Sinclair, Upton. The Jungle. Robert Bentley Inc., 1946.
Reason read: Sinclair celebrated a birthday in September. Read in his honor. I also needed a book set in the Midwest for the Portland Public Library’s 2024 Reading Challenge.
In my version of The Jungle (Robert Bentley, Inc., 1946), Sinclair provides an introduction and in that introduction he describes how he came to Chicago at twenty-six years old and started visiting the meat packing district. The living and working conditions of the mostly immigrant workers prompted him to interview them at home, where conversations inevitably turn confessional. Sinclair even crashed a Lithuanian wedding and used the experience in the opening scene of The Jungle.
I will not lie. Reading The Jungle by Upton Sinclair was painful. Jurgis, with his haunting mantra, “I will work hard. I will work faster. I will work longer” was heartbreaking. The desperation for employment – children lying about their ages to get work, women giving out their bodies to find work and bringing bribes of their bodies to stay employed. Look up misery in the dictionary and you should find Sinclair’s The Jungle.
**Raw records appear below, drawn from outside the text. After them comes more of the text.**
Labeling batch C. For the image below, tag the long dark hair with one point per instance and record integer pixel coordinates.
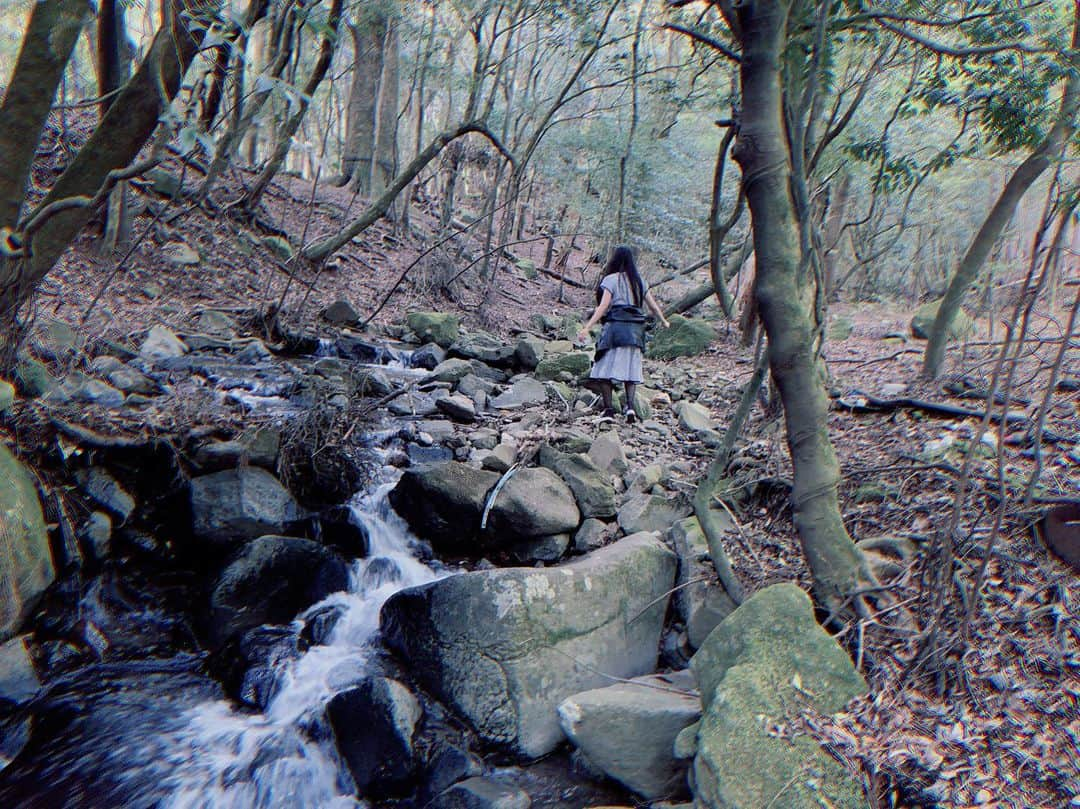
(622, 260)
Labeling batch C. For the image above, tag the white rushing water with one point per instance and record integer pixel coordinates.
(285, 756)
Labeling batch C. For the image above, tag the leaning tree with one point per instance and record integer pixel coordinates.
(32, 237)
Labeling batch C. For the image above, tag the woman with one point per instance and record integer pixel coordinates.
(619, 298)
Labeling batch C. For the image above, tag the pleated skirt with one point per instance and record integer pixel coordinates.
(621, 364)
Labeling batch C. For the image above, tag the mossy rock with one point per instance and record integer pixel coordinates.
(279, 245)
(528, 268)
(27, 569)
(7, 395)
(758, 670)
(576, 363)
(685, 337)
(840, 328)
(32, 378)
(437, 327)
(923, 321)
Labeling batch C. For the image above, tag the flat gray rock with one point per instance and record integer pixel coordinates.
(504, 647)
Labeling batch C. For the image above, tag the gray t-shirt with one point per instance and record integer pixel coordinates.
(618, 284)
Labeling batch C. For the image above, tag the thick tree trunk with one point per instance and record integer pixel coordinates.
(702, 293)
(113, 145)
(837, 566)
(293, 124)
(112, 70)
(50, 38)
(281, 44)
(377, 210)
(1037, 162)
(385, 160)
(365, 131)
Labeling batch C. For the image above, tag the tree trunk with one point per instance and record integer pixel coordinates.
(285, 136)
(112, 70)
(1037, 162)
(385, 159)
(281, 45)
(113, 145)
(368, 42)
(48, 43)
(761, 149)
(325, 247)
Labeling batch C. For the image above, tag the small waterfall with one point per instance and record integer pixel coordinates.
(326, 348)
(285, 756)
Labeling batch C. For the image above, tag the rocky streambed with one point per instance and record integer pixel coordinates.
(410, 585)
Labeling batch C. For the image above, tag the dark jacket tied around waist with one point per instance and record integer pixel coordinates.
(623, 325)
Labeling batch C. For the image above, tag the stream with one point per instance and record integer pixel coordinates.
(226, 759)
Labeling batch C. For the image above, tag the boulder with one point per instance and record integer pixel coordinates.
(372, 382)
(500, 459)
(607, 453)
(162, 344)
(216, 323)
(651, 513)
(279, 245)
(427, 356)
(127, 379)
(534, 502)
(922, 321)
(481, 793)
(27, 567)
(55, 340)
(484, 347)
(271, 580)
(351, 347)
(593, 534)
(104, 489)
(592, 488)
(163, 183)
(699, 602)
(450, 371)
(540, 549)
(474, 387)
(524, 391)
(413, 404)
(374, 725)
(340, 313)
(78, 387)
(686, 337)
(434, 327)
(231, 507)
(180, 254)
(575, 363)
(757, 670)
(18, 679)
(447, 766)
(443, 502)
(7, 395)
(484, 439)
(628, 730)
(694, 417)
(529, 351)
(96, 534)
(504, 647)
(457, 406)
(32, 378)
(840, 327)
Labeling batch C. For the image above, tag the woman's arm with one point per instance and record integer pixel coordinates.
(651, 304)
(597, 313)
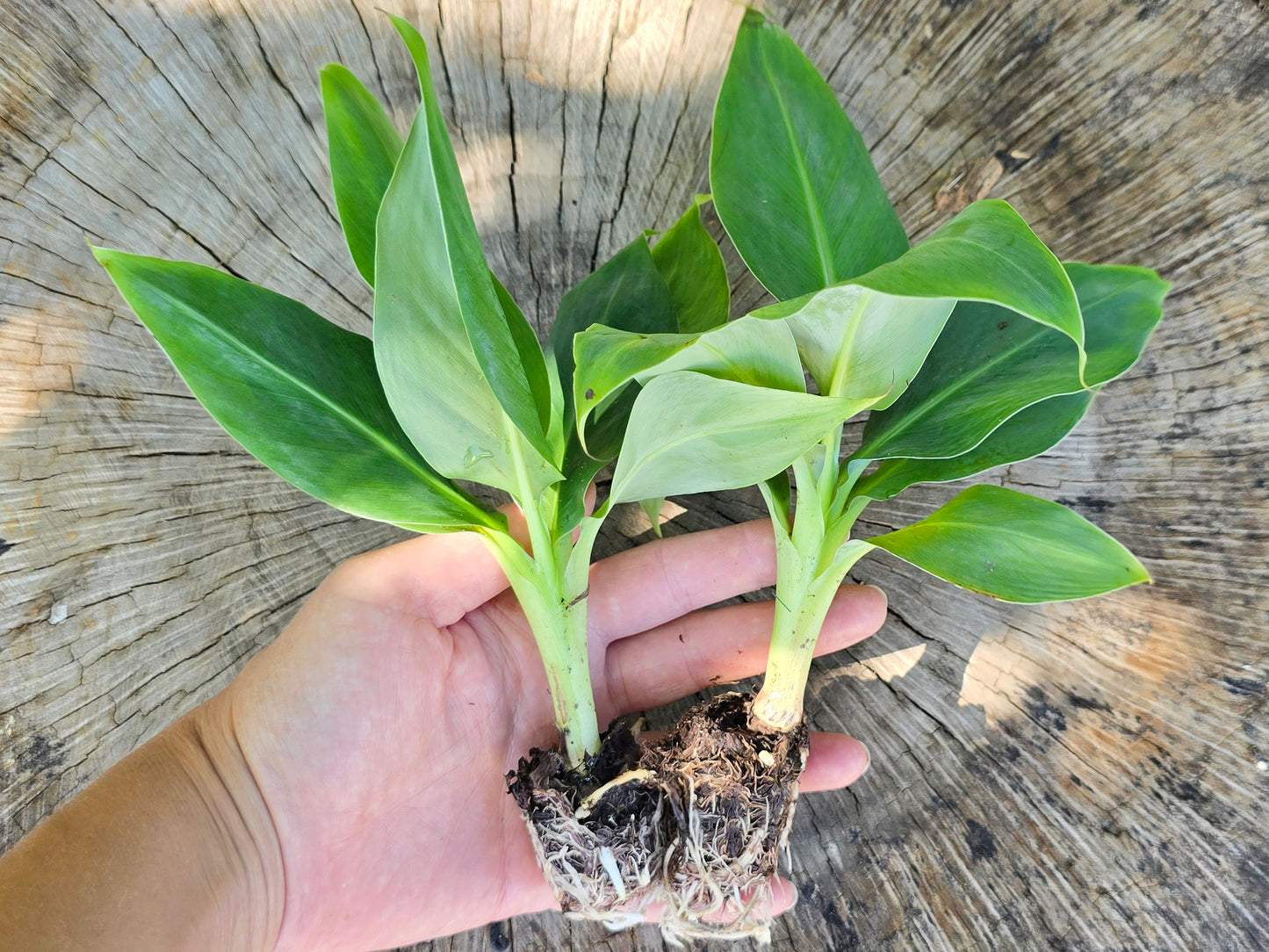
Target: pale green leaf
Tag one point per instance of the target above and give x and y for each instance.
(459, 285)
(363, 146)
(1014, 547)
(695, 433)
(790, 177)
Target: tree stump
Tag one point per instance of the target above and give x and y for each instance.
(1085, 775)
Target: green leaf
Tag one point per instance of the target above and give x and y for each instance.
(1014, 547)
(761, 353)
(429, 368)
(693, 270)
(532, 359)
(363, 146)
(1027, 433)
(693, 433)
(987, 365)
(299, 393)
(653, 510)
(626, 292)
(867, 338)
(858, 343)
(790, 177)
(450, 267)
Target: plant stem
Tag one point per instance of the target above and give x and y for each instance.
(553, 602)
(552, 588)
(811, 564)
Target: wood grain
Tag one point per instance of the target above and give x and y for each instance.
(1092, 775)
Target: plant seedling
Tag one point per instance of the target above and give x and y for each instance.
(974, 350)
(453, 388)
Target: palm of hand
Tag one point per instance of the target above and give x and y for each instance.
(381, 724)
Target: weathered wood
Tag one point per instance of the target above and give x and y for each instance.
(1083, 777)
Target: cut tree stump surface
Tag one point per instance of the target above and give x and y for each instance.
(1085, 775)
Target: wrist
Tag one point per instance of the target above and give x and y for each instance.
(242, 863)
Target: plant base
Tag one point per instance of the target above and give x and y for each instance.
(693, 823)
(599, 835)
(732, 792)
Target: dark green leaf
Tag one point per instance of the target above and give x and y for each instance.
(790, 177)
(363, 146)
(986, 253)
(580, 467)
(1014, 547)
(867, 338)
(693, 270)
(1027, 433)
(987, 365)
(296, 391)
(532, 359)
(692, 433)
(452, 265)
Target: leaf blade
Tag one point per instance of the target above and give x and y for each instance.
(747, 350)
(299, 393)
(626, 293)
(1014, 547)
(987, 365)
(512, 372)
(693, 433)
(363, 146)
(693, 270)
(804, 206)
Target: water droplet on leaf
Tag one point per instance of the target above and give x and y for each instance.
(476, 453)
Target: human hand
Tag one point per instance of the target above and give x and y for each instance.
(381, 723)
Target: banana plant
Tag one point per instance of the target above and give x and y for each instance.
(453, 387)
(974, 350)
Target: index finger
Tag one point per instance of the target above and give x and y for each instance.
(658, 581)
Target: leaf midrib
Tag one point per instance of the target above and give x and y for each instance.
(826, 265)
(955, 387)
(388, 447)
(740, 427)
(1080, 553)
As an aside, pay attention to the words used in the socialist sermon. Monster. Exhaustion. Beaten. Starvation. Horror. Darkness. Obstacles. Threatening. Hostile. Destroy. Fury. Prison. Oppression. Grim. Toiling. Agony. Suffering. Difficulties. Trapped. Hideous. Pain. Wretched. Curse. Misery.
In the end, Jurgis fades into the background as the sermon on socialism, morality, the word of God, and the future of Chicago takes over.
Book trivia: Jack London endorsed The Jungle saying it will run away with you. He was right.
Quote to quote, “They trick you and then they eat you alive” (p 69).
Confessional: I would like to think everyone has read this best selling classic. However, until now I was not one of those people. I never had to read it in grade school, high school, college, or graduate school. It was not on any supplemental list supplied by my teachers.
Natalie connection: 10,000 Maniacs performs a song called “My Sister Rose” which depicts a family wedding. Natalie sings about “dollar dances with the bride” much like the dancing described in the early pages of The Jungle. Music can take you back to your homeland.
BookLust Twist: from Book Lust in the chapter called “One Hundred Good Reads, Decade By Decade: 1900s” (p 175).